Racialized inequities in birth outcomes and maternal health following childbirth: the role of maternal early-life disadvantage, adolescent contexts, and pre-pregnancy stress
Summary
This study assesses how social contextual stressors over the maternal pre-pregnancy life course contribute to maternal and child health and the unacceptably wide racialized inequities in maternal and infant health in the United States (US). It aims at uncovering whether and how girls' social developmental contexts shape biosocial stress pathways affecting maternal and child health. It uses secondary analysis of newly available data from the National Longitudinal Study of Adolescent to Adult Health (Add Health), a novel, US-representative longitudinal cohort with five waves of data collection beginning in adolescent years and including rich social, contextual, health, and reproductive outcome measures.

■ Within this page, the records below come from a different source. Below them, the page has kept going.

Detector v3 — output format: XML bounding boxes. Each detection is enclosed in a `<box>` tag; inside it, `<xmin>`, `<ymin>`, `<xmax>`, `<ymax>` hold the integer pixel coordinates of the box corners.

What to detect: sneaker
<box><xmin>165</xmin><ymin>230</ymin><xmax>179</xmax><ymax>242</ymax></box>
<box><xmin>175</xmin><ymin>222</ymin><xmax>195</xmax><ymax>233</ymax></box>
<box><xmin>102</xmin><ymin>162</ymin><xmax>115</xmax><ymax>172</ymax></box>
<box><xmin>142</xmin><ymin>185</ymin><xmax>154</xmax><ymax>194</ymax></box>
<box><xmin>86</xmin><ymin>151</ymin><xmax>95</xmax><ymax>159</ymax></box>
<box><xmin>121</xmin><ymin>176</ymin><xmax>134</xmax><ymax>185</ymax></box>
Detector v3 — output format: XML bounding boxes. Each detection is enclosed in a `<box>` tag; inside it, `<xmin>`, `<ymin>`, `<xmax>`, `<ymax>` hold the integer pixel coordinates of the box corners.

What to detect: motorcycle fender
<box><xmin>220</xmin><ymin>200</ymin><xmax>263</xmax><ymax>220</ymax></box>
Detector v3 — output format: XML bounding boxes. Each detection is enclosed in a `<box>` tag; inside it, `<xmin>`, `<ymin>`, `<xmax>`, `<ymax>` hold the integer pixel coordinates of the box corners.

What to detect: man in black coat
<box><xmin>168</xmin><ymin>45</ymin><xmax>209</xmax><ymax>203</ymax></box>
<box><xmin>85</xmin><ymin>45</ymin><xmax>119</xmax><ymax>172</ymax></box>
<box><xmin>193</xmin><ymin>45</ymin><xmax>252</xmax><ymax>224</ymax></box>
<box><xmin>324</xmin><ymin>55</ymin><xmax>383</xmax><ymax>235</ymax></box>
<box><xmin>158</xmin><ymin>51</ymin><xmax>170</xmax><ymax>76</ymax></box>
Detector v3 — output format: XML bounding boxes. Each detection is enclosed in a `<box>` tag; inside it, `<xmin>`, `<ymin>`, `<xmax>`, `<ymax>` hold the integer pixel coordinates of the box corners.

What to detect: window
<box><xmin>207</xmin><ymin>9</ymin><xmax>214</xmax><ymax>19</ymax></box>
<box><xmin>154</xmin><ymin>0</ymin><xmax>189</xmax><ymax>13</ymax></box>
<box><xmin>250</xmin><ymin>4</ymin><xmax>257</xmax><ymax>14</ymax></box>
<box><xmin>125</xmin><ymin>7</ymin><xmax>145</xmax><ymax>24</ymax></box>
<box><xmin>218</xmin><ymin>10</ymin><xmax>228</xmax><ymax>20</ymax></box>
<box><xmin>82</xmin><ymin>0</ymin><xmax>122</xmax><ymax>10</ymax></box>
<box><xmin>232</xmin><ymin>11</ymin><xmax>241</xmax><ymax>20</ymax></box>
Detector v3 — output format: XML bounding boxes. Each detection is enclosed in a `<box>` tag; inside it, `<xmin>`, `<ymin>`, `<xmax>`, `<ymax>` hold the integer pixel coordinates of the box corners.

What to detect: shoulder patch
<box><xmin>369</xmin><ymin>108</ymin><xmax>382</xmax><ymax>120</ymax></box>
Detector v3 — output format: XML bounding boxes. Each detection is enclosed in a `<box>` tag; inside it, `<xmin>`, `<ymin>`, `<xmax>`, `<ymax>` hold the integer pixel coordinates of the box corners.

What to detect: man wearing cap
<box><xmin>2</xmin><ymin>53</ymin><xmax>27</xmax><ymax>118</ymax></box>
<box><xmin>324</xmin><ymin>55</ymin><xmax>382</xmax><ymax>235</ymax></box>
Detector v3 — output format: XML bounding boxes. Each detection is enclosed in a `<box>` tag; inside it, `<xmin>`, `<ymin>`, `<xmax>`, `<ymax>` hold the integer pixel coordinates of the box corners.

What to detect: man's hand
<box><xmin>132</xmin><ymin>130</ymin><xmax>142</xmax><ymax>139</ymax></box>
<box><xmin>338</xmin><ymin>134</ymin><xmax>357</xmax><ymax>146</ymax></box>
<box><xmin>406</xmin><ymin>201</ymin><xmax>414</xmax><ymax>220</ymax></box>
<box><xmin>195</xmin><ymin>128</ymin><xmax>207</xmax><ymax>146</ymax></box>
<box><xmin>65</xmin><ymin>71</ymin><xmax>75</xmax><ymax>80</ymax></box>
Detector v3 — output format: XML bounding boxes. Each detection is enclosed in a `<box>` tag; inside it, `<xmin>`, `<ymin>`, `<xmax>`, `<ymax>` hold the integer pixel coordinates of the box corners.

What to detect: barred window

The central hypothesis is that adolescence is a pivotal period for social stressors that affect maternal and perinatal health and contribute to accelerated aging processes. This hypothesis is based on prior analyses by the study team revealing steeper age-related risk foradverse birth outcomes and maternal depressive symptoms among Black, relative to White, mothers in Add Health--particularly when exposed to more severe adolescent social disadvantage. The study's rationale is that analyzing adolescent contexts and life-course linkages will uncover leverage points for future research and interventions on social stress mechanisms underlying maternal and birth inequities. The study team will analyze Add Health cohort data spanning all five collection waves, from ages 12 to 43, and with new epigenetic markers of maternal stress and aging.